News / Europe

    Debt-Laden Europe Cautious On China Human Rights

    Chinese Prime Minister Wen Jiabao, stands with German Chancellor Angela Merkel. Chinese Prime Minister stays for a two day official visit in Germany, June 28, 2011
    Chinese Prime Minister Wen Jiabao, stands with German Chancellor Angela Merkel. Chinese Prime Minister stays for a two day official visit in Germany, June 28, 2011
    Henry Ridgwell

    Chinese Premier Wen Jiabao is wrapping up his tour of Europe after signing a raft of business deals worth several billion dollars. European states are increasingly looking to China for investment to shore up their ailing economies.

    In capitals across Europe, elaborate ceremonies were laid on to welcome Wen Jiabao.

    In London, the Chinese premier inspected an honor guard after being taken on a mini-tour of the country.

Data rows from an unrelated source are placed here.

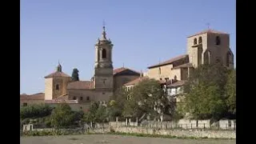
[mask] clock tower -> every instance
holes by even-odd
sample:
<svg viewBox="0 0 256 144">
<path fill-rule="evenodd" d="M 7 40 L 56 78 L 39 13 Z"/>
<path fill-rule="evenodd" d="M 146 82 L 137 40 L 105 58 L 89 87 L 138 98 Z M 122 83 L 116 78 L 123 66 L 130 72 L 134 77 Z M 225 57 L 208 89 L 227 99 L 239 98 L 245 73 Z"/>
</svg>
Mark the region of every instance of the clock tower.
<svg viewBox="0 0 256 144">
<path fill-rule="evenodd" d="M 102 38 L 95 44 L 94 86 L 98 90 L 113 90 L 112 47 L 104 26 Z"/>
</svg>

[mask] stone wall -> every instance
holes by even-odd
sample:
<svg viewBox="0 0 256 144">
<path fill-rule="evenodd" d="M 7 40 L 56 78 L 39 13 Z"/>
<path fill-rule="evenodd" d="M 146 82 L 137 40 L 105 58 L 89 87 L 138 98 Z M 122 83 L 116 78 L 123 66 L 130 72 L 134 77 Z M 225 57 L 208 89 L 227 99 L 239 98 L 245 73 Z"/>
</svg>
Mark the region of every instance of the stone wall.
<svg viewBox="0 0 256 144">
<path fill-rule="evenodd" d="M 161 130 L 143 127 L 116 127 L 115 132 L 146 134 L 171 135 L 176 137 L 195 137 L 211 138 L 236 138 L 235 130 Z"/>
</svg>

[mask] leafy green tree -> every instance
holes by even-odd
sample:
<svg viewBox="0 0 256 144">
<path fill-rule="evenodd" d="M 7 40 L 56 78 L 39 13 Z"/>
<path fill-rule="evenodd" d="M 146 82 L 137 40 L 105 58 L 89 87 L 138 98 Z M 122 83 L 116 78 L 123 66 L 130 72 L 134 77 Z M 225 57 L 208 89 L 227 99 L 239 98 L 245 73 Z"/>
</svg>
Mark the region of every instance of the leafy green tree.
<svg viewBox="0 0 256 144">
<path fill-rule="evenodd" d="M 79 74 L 78 74 L 79 71 L 77 68 L 73 69 L 73 72 L 72 72 L 72 81 L 75 82 L 75 81 L 79 81 Z"/>
<path fill-rule="evenodd" d="M 152 118 L 161 115 L 171 114 L 174 106 L 170 102 L 159 82 L 146 79 L 139 82 L 130 91 L 130 98 L 125 103 L 123 114 L 141 118 L 143 115 Z"/>
<path fill-rule="evenodd" d="M 86 122 L 103 122 L 108 117 L 106 106 L 92 102 L 89 111 L 84 114 L 83 120 Z"/>
<path fill-rule="evenodd" d="M 236 71 L 230 70 L 225 86 L 228 111 L 233 116 L 236 114 Z"/>
<path fill-rule="evenodd" d="M 51 126 L 54 128 L 74 125 L 75 114 L 66 103 L 61 103 L 53 110 L 50 116 Z"/>
<path fill-rule="evenodd" d="M 127 102 L 127 98 L 130 91 L 124 88 L 118 89 L 114 94 L 110 98 L 110 102 L 108 104 L 107 110 L 110 119 L 114 120 L 116 117 L 122 117 L 122 114 L 125 109 L 125 105 Z"/>
<path fill-rule="evenodd" d="M 21 119 L 43 118 L 50 115 L 53 108 L 48 105 L 30 105 L 20 109 Z"/>
</svg>

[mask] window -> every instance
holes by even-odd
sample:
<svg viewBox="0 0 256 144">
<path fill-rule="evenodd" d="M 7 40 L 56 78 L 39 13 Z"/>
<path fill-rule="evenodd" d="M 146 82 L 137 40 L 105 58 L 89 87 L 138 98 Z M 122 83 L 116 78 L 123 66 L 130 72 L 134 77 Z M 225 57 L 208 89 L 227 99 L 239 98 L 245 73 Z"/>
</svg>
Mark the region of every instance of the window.
<svg viewBox="0 0 256 144">
<path fill-rule="evenodd" d="M 221 61 L 221 58 L 219 57 L 216 57 L 215 58 L 215 62 L 216 63 L 220 63 L 222 61 Z"/>
<path fill-rule="evenodd" d="M 226 54 L 226 66 L 230 66 L 230 64 L 233 64 L 233 54 L 229 51 Z"/>
<path fill-rule="evenodd" d="M 102 50 L 102 58 L 106 58 L 106 49 Z"/>
<path fill-rule="evenodd" d="M 59 90 L 59 86 L 58 86 L 58 84 L 56 85 L 55 89 L 56 89 L 57 90 Z"/>
<path fill-rule="evenodd" d="M 197 45 L 198 44 L 198 39 L 197 38 L 194 38 L 194 45 Z"/>
<path fill-rule="evenodd" d="M 199 37 L 198 43 L 199 43 L 199 44 L 201 44 L 201 43 L 202 43 L 202 37 Z"/>
<path fill-rule="evenodd" d="M 27 103 L 23 103 L 23 106 L 27 106 Z"/>
<path fill-rule="evenodd" d="M 221 44 L 221 38 L 219 38 L 219 36 L 217 36 L 215 38 L 215 44 L 216 45 L 220 45 Z"/>
</svg>

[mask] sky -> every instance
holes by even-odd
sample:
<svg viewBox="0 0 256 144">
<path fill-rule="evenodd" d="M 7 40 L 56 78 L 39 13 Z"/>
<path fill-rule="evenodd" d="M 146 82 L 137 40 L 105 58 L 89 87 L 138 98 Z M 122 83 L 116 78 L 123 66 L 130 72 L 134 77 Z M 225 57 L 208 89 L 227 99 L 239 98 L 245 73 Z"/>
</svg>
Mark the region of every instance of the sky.
<svg viewBox="0 0 256 144">
<path fill-rule="evenodd" d="M 56 70 L 94 74 L 94 44 L 105 21 L 114 68 L 146 67 L 186 53 L 186 37 L 210 28 L 230 34 L 236 56 L 234 0 L 22 0 L 20 93 L 44 92 Z"/>
</svg>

    Next stop Berlin - where Chancellor Angela Merkel hosted a dinner at a lakeside villa. The lavish European welcome was repaid at a later press conference.

    "We have faith in Europe's economy and in the euro,” says Wen, “and we said we are going to buy appropriate levels of debt of some European countries if needed," Wen said.

    Wen also signed deals worth $15 billion in Germany - including the purchase of 88 European-made Airbus planes.

    China’s open check-book has not been welcomed by all. ‘Free Tibet’ protesters shadowed Wen’s tour.

    More widely, human rights organizations say the situation in China has worsened since pro-democracy protests erupted across the Arab world.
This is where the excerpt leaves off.